Joachim G. scelse a 19 anni di arruolarsi nella Stasi. In parte per sincera adesione al regime, in parte per ambizione. Le sue richieste di iniziare studi universitari erano state respinte. Aveva provato invano a diventare un vincente nel mondo dello sport. Nel 1971 allora scrisse di suo pugno, in sette pagine, la sua Verpflichtung, il documento che era insieme richiesta di entrare nei ranghi del ministero per la Sicurezza dello Stato e la promessa solenne di fedeltá  assoluta. Era l'anno in cui Erich Honecker (che nel 1961 aveva diretto la costruzione del Muro di Berlino) divenne numero uno della dittatura.

I suoi superiori si fidavano di lui, lo ritenevano una promessa. Nella temuta Ermittlungsabteilung (Sezione investigativa IX/2, la prima linea della lotta al dissenso) Joachim cominció presto a distinguersi. Lavorava nel carcere speciale di Hoehenschoenhausen, la Lubianka di Berlino Est. I dossier su di lui elogiavano "le capacitá  di portare i nemici del socialismo alla disponibilitá  a confessare", e i "risultati significativi" del suo lavoro. Fu lui a sottoporre a lunghi, stremanti interrogatori gli oppositori piú illustri: dal poeta Juergen Fuchs, grande amico del cantante dissidente Wolf Biermann, alla veterana del pacifismo Baerbel Bohley, al filosofo marxista critico Rudolf Bahro.

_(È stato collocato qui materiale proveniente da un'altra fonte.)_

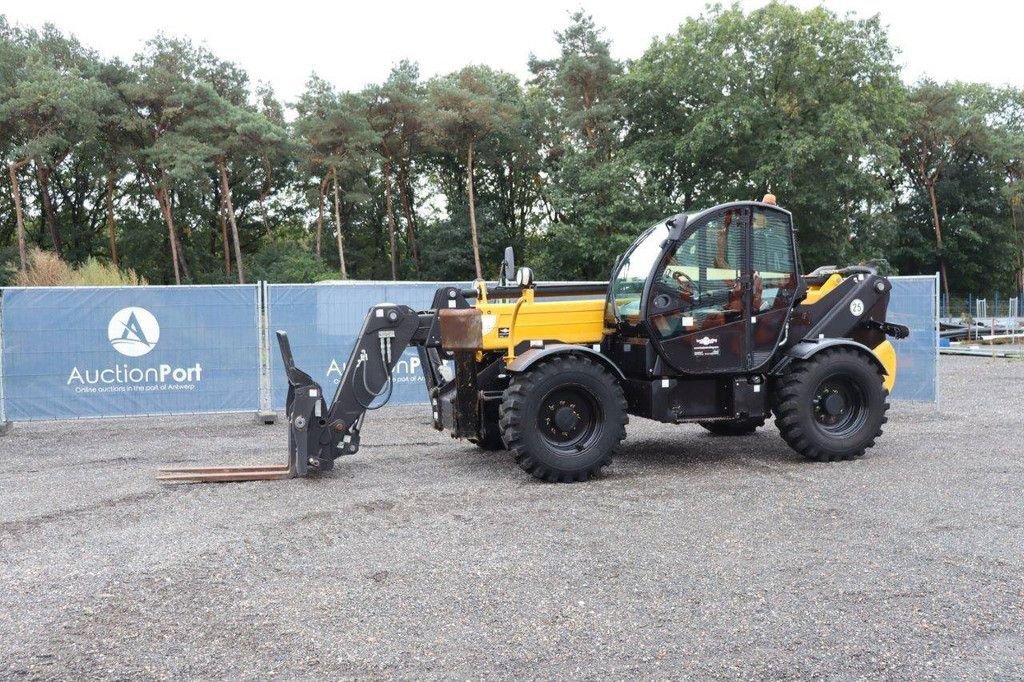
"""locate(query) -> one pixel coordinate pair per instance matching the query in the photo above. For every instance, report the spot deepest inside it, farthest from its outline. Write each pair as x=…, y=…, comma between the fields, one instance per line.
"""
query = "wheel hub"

«Egoisti, ipersensibili, personalitá  smisurate e iperstressate», li definiva nei suoi rapporti. Poi fu contagiato dalla loro superioritá  morale, dalla dignitá  con cui, dopo mesi di tortura psicologica, rifiutavano di piegarsi, e negavano ogni informazione sui loro amici e compagni di lotta. Il dubbio cominció a serpeggiare nell'animo del compagno ispettore Joachim. Egli cominció a pensare che forse quei nemici dello Stato incarnavano un'idea migliore di societá  socialista. Inizió a vedere in loro figure di intellettuali riusciti, quello che lui aveva sognato invano di divenire. Cominció a bere, cercó distrazioni in avventure extraconiugali. A una sua amante confessó di ascoltare le canzoni proibite di Biermann.

Nel 1984, quando stava per essere promosso maggiore, Joachim arrivó al crollo psicologico. «Non ne poteva piú della Stasi, gli era diventato insopportabile l'idea che delle persone fossero perseguitate solo perché la pensavano diversamente», racconta oggi la sua terza moglie. Di suo pugno, come aveva vergato la Verpflichtung, scrisse la richiesta di Entpflichtung, cioè di uscire dalla Stasi. Fu la fine della sua vita "normale": da persecutore divenne sorvegliato speciale. I suoi ex commilitoni lo schedarono, gli dettero persino un nome in codice, "Hannes". A Berlino Est, lui trasformatosi da privilegiato con alto stipendio in marginale condannato ai piú umili lavori manuali, cominció a frequentare circoli critici, religiosi e pacifisti. A Hoehenschoenhausen dove era stato inquisitore, finí come detenuto, alla cella 322. Dovette difendersi negli interrogatori: le sue telefonate registrate con i dissidenti lo incolpavano. Assicuró di aver lasciato il servizio per scelta personale, «perché non potevo piú identificarmi in quel che facevo, provavo comprensione per le persone che interrogavo». Il regime era giá  al tramonto, l'inchiesta su di lui fu archiviata. Rilasciato, Joachim tornó a frequentare i dissidenti, insegnó loro come reagire agli interrogatori. Dopo la riunificazione si trasferí a Francoforte, all'Ovest. Si ricicló come agente immobiliare. E'morto nel 2007, distrutto dalla cirrosi epatica e forse anche da ricordi e rimorsi.